# Dealer Service Issue: Rick Hendrick Chevrolet - Duluth, Ga



## 2013LT (Jul 3, 2013)

W O W. All I can really say this is a major oversight.


----------



## obermd (Mar 3, 2012)

Talk to the overall service manager. Mistakes happen but this lack of customer communication is flat out unacceptable.


----------



## blk88verde (Apr 30, 2011)

Yes - this is totally unacceptable.


----------



## AutumnCruzeRS (Sep 10, 2012)

Why is it that dealers seem to think your time is invaluable? I remember when I purchased my cruze I had them pick me up when all the paperwork and car was ready for delivery since I had a 3 month old and when I got there it still took 2 hours with sales guy and the cars gas tank wasnt even filled. I havent had good service either for the same issue youre having here. They left a cover bolt unthreaded in cover that sprayed oil all over on my 15 mile ride home. Now the parts dept. Ive never had an issue with, recently I picked up a new door speaker that they got in for me the same day. I walked in and part was ready for pick up done in 5 minutes.


----------



## Eddy Cruze (Jan 10, 2014)

If you get a G.M. Service Survey make sure to fill it out.


----------



## Zach.K (Apr 17, 2014)

Wow so glad I avoided the 4 hour trip to RH in Duluth. OP that sucks beyond measure. I hope you raise absolute cane when you go back!!! I would be going straight for the Dealership General Manager over that one. Best of luck OP


----------



## Chevy Customer Care (Oct 29, 2011)

ekobres said:


> *Abandoned in the waiting room!
> *
> Not only did I have to bring my Cruze back for an improperly performed repair (a serious oil leak on a 2012 model year Eco MT less than 2 years old) but the service department *closed* without a word to me after I had waited for my car for 4.5 hours. I had my valve cover and PCV replaced under warranty 2200 miles earlier under the PCV TSB. Unfortunately the oil continued to leak down the intake side of the engine and all over the hoses, cables and cowling underneath. (This problem is probably why these were catching on fire until they engineered a recall and hack to remove most of the aerodynamic shielding under the car.)
> 
> ...


Hello ekobres,

I am truly sorry for this disheartening experience, and I would be happy to personally contact the dealership on your behalf to let them know of your concerns. I would also be happy to locate another dealership for you as well. Please send me a PM with your VIN, contact info, and the dealership, and I can certainly look into this further for you.

Patsy G
Chevrolet Customer Care


----------



## SneakerFix (Jul 28, 2013)

Yup did the same with camino real chevy made a review on yelp and the bbb and got a phone call the next offering me a refund GM customer care was of no help with the dealer issues I was having


----------



## ekobres (Jul 27, 2012)

Update:

The service manager offered to do some compensatory work on my car (a very noticeable paint scratch on my fender) which was a nice gesture. He also apologized profusely and ensured I got a decent rental car.

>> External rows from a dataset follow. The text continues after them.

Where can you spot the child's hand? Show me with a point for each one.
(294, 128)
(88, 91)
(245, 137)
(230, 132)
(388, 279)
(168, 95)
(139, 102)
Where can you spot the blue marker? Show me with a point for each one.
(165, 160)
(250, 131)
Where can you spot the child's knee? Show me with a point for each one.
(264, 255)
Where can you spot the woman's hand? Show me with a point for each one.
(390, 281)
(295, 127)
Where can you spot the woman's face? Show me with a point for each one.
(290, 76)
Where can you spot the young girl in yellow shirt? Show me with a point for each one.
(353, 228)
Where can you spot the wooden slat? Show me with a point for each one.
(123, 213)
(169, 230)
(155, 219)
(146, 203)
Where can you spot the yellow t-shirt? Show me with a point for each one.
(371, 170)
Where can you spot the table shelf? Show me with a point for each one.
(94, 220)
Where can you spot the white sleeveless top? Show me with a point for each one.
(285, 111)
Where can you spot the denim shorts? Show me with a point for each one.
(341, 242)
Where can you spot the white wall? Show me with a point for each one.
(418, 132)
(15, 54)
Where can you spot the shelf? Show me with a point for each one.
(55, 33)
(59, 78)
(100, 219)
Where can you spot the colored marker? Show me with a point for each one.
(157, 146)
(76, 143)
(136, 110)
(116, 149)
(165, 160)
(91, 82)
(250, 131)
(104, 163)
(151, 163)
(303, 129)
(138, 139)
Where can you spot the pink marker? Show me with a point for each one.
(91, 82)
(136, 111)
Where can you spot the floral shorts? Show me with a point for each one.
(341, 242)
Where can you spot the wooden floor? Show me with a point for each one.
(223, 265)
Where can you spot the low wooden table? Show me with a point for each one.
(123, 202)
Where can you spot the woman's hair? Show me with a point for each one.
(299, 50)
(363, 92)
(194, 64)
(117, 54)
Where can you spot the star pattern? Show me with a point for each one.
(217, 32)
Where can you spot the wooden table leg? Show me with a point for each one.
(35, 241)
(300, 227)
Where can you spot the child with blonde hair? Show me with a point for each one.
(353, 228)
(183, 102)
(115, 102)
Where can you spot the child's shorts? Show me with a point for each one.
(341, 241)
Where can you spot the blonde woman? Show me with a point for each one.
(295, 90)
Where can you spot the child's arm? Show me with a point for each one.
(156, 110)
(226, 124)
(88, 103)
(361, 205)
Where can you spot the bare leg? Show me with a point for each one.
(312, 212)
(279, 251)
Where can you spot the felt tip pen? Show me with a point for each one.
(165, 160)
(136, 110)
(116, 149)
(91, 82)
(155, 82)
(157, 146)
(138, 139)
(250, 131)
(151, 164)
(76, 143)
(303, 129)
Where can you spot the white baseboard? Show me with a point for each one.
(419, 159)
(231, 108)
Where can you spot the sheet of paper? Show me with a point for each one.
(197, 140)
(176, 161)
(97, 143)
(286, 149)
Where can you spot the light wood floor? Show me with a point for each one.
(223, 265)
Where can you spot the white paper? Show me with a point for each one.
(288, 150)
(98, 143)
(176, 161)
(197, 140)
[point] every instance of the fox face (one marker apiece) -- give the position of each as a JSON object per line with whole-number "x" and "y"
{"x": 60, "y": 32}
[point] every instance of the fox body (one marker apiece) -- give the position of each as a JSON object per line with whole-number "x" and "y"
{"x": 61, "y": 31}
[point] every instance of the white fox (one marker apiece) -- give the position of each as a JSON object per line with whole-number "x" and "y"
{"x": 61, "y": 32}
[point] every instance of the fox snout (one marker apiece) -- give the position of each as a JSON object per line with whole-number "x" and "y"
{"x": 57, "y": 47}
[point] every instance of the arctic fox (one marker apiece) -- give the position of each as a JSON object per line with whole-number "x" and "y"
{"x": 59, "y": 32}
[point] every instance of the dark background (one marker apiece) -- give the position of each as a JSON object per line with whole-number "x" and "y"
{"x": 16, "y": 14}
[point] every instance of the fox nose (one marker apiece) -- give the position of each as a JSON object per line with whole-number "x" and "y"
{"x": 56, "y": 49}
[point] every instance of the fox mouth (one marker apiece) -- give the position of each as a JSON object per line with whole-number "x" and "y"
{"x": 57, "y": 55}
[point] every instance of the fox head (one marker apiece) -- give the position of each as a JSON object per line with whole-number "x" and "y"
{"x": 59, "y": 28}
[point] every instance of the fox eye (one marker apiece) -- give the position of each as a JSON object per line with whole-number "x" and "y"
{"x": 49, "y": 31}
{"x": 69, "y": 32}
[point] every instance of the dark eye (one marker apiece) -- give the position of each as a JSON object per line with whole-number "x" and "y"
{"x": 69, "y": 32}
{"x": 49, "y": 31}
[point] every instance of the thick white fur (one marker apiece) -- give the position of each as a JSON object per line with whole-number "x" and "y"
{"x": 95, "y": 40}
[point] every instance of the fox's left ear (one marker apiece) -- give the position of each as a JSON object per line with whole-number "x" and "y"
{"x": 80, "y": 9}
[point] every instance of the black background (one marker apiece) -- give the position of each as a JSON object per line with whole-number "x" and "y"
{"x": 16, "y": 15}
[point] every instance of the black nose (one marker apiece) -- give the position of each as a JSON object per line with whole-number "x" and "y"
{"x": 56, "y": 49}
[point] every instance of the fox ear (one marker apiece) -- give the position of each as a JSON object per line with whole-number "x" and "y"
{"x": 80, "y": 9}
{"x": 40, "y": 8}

Unfortunately they still have my Cruze - and we are in the 3rd week now. Apparently (and this is probably a whole new thread - which I'll post once the saga ends) if you have had the PCV (valve cover) replaced, there is a high probability that an intake valve was damaged when the PCV failed - and this can cause crankcase gas to vent from various points near the intake - covering the intake (firewall) side of the engine in oil. There is now a GM "Spec Call" for this part since they have had to repair so many of them recently. As I said above - it wouldn't surprise me if this turns out to be the "real" culprit behind the Cruze fire problem. The fact the oil had a place to collect was bad - but where was the oil coming from in the first place? Maybe here... On my car it was at least a half a quart in just a few hundred miles. And a nice thick coating all down the rear of the engine and all along the underside and the shielding. I honestly believe that if mine had an unaltered air shield, it probably would have caught on fire due to the amount of oil that would have collected by the downpipe and cat...

I'll keep you all posted as this progresses.

Oh, and I guess I'll also find out if my car has the killer airbags that resulted in the stop sale order...

GM is really batting .1000 lately.


----------



## tommyt37 (Jun 14, 2014)

Kinda sucks but to tell you the truth I would never sit in a waiting room for 4.5 hours and never ask or say anything.... unless I was passed out. I always ask for updates myself.
I also don't get why people come on here and flip out and say I won't buy another GM product etc.... A mistake was made first off try and get it resolved to your satisfaction then if it doesn't get resolved escalate it......
It looks like your dealer felt bad and helped you out so case closed.... now the oil leak? That's a different story for sure.


----------